てっきり徹はそのまま元カノと付き合うと思っていたのだけれど、そういうわけではなかったらしい。逆に驚いた。付き合わないんだって。でもじゃあなんで?徹曰く「俺は別にあの子のこと好きじゃない」って。ええ。ますます意味がわからなくなった。またすぐ別の女の子に告白されて、付き合って。紹介してという徹に彼女を紹介したら、また「及川くんのことが好きになったから」って振られてしまった。その女の子の首筋にわかりやすく独占欲の花が咲いていたから、「徹と寝たの?」なんて聞いたらその子は顔を真っ赤にさせてこくん、と頷いた。ええええ。マジか。まさかセックスまでしてるなんて夢にも思わなかったから、彼女だった女の子に死ぬほど嫉妬した。羨ましい。俺の方が絶対に徹のこと好きなはずなのに。オマエよりずっとずうっと前から徹のことが好きなのに。ぽっと出のオマエはこんな簡単に抱かれるなんていいよなあって。じわじわと、お腹の中に真っ黒い感情が渦巻いていく。苦しくて苦しくて、涙が止まらなくて、勘違いした元カノは申し訳なさそうな顔をしながら逃げるように俺の元から走り去った。あんのクソビッチマジで死ね。小さな声で悪態を吐く。これくらいは許してほしい。

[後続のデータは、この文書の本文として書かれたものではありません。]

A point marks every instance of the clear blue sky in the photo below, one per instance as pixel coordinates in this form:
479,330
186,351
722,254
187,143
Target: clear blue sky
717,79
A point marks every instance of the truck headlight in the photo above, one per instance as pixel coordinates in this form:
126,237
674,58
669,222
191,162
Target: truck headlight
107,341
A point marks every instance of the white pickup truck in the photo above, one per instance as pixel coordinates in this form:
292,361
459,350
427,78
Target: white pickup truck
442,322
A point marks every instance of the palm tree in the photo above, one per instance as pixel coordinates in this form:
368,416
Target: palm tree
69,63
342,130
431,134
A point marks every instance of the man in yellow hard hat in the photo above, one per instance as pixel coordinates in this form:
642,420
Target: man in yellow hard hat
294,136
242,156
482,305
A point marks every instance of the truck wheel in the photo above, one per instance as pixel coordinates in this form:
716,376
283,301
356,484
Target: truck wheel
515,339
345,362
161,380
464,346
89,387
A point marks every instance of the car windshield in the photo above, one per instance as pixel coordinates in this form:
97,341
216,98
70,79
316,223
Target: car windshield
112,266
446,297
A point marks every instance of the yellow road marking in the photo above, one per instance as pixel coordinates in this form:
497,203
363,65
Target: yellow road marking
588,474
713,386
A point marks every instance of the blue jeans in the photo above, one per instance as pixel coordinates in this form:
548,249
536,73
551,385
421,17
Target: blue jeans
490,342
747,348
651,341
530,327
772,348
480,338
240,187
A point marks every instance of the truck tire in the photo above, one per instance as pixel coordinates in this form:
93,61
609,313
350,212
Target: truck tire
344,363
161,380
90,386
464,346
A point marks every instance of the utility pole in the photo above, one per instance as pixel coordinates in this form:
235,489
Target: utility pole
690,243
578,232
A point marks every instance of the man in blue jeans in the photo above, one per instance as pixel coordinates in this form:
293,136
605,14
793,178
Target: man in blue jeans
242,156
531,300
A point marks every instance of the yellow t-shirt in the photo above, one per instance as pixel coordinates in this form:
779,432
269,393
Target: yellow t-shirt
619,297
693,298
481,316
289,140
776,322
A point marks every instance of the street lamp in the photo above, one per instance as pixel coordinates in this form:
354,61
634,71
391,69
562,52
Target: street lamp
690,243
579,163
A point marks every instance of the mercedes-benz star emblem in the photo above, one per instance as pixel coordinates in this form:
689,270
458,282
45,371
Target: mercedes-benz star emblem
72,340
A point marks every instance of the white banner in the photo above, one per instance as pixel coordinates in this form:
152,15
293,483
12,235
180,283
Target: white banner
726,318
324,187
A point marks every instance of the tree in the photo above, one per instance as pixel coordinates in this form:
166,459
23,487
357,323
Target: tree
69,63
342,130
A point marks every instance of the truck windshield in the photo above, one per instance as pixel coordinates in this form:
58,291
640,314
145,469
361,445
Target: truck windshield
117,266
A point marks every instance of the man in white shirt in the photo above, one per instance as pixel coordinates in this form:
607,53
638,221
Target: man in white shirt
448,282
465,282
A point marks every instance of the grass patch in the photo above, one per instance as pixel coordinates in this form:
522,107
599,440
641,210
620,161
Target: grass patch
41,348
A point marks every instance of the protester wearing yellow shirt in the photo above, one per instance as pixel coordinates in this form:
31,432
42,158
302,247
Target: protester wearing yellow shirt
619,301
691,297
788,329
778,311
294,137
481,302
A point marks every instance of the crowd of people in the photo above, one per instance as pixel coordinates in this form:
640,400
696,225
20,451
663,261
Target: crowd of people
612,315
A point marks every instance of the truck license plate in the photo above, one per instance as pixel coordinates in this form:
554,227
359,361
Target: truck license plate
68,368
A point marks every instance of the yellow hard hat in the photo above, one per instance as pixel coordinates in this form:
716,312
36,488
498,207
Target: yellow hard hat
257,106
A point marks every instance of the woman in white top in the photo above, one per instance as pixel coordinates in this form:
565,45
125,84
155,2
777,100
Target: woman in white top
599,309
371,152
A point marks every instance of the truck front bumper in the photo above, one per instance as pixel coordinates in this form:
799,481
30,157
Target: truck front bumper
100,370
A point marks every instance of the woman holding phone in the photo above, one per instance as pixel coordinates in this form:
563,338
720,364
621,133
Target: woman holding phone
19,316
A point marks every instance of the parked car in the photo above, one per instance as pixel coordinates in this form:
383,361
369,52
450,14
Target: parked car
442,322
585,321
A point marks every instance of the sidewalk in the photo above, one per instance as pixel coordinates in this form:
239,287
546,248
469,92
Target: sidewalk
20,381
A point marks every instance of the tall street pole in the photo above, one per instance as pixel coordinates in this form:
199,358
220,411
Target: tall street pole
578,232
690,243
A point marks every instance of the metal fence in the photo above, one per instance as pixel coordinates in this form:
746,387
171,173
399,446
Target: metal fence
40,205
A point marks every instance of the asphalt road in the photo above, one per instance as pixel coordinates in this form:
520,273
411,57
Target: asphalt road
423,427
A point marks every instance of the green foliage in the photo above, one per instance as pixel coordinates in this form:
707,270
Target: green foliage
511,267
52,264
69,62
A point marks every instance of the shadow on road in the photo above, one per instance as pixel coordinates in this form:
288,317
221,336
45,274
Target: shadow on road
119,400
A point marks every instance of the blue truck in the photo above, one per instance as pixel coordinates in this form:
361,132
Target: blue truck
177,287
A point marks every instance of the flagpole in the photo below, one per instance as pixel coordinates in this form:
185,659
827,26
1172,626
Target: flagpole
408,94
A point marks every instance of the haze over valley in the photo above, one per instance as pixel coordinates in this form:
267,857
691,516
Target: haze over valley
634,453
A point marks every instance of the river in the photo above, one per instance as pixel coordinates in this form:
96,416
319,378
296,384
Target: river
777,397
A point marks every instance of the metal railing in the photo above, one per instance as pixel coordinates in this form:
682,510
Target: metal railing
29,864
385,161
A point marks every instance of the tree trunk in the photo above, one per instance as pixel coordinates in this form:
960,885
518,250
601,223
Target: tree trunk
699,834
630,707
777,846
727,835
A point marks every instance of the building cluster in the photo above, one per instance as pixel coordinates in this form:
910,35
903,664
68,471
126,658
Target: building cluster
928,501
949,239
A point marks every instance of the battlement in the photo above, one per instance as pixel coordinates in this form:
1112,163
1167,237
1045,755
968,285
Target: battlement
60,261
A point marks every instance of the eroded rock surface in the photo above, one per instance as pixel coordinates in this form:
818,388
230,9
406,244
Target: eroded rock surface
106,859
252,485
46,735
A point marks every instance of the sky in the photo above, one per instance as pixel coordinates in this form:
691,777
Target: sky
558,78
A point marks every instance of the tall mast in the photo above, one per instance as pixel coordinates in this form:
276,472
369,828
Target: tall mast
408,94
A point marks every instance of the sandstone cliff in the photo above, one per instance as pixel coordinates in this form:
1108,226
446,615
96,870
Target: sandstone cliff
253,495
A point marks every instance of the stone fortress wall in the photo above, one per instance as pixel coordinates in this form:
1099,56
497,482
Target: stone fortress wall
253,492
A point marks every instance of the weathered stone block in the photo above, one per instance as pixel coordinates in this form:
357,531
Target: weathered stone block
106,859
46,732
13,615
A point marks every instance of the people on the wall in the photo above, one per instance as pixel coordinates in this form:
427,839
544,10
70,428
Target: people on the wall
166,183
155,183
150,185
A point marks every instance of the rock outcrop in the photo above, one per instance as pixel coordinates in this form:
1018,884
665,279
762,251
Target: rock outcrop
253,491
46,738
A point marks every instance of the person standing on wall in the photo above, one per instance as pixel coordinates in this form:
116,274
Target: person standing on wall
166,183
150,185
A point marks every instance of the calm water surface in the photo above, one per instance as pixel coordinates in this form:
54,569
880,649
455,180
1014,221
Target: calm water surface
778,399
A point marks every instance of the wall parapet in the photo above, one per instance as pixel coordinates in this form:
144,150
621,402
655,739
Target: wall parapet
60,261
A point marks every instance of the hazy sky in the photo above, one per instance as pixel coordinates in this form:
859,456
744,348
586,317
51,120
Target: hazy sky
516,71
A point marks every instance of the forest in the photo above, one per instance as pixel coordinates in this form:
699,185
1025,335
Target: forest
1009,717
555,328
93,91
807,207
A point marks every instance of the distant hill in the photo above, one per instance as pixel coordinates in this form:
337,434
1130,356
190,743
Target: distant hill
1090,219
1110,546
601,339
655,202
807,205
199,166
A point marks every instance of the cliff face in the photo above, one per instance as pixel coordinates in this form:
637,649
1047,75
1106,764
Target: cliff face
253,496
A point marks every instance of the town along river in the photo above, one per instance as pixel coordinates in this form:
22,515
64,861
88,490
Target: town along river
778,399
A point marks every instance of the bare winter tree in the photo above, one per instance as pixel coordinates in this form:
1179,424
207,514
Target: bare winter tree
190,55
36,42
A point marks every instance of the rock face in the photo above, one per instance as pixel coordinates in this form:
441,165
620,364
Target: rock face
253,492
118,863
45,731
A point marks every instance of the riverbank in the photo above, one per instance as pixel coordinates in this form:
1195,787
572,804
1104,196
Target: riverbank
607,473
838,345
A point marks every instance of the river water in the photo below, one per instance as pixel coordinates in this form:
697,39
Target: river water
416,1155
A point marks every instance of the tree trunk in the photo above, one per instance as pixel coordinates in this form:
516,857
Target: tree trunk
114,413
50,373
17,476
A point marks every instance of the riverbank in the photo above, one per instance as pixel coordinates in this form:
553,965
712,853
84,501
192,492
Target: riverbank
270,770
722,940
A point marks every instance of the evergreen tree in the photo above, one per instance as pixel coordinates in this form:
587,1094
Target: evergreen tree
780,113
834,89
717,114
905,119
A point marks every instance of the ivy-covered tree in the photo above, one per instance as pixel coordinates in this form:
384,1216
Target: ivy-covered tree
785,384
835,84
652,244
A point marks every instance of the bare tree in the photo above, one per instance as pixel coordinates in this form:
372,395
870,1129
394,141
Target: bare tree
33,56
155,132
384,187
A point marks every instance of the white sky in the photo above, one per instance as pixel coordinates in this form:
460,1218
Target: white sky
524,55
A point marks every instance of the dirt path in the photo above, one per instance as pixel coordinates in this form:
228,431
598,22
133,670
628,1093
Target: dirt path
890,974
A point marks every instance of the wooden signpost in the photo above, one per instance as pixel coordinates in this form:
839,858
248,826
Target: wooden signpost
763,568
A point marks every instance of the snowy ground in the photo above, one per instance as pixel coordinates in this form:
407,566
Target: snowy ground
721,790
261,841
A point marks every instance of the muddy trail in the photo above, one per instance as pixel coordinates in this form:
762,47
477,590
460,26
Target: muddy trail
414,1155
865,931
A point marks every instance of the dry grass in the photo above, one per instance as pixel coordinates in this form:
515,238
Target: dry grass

バカな俺は、なんで徹は俺の彼女を寝取るのか、全く持って意味がわからなかった。元カノとそのあと付き合ってるわけでもないから、尚更。だけど今日、その理由を知ってしまったから。本人から直接聞いたわけじゃないけれど、間違いなくそれが理由だろう。じゃないとおかしい。



結局昨日の夜は一睡もできなかった。色々と俺だって思うところがあるんだよ。休憩時間になって、昨日書いたばかりの退部届を片手に廊下を歩いていると、目の前に岩ちゃんの姿があって。いつもみたいに「よっ」と笑顔で声をかけてくる岩ちゃんに咄嗟に退部届を隠そうとしたら、手からすべり落ちてひらひらとそれが床に落ちる。…ッ!俺のばかああああ。


「…は?なにこれ」
「ごめん今の見なかったことにして」
「できるわけねーだろ。なに、蓮部活辞めんの?」
「……の、つもり」
「及川はこのこと知ってんのか?」
「まだ言ってないけど…」
「…はあ。ちょっと今から話さねえ?二人で」


幼馴染の一人である岩ちゃんになにを言われても俺の意思は揺るがないけれど、今逃げ出したらどこまでも追いかけてくるだろうこの人から上手く逃げる術を知らない俺は仕方なくこくん、と頷く。
退部届は今岩ちゃんの手の中にあって、早くそれ俺に渡してくれないかなと願いながら、俺は岩ちゃんの後に続いて屋上に上がった。タイミング悪すぎてまじで泣きそう。つくづく俺は運の悪い男だ。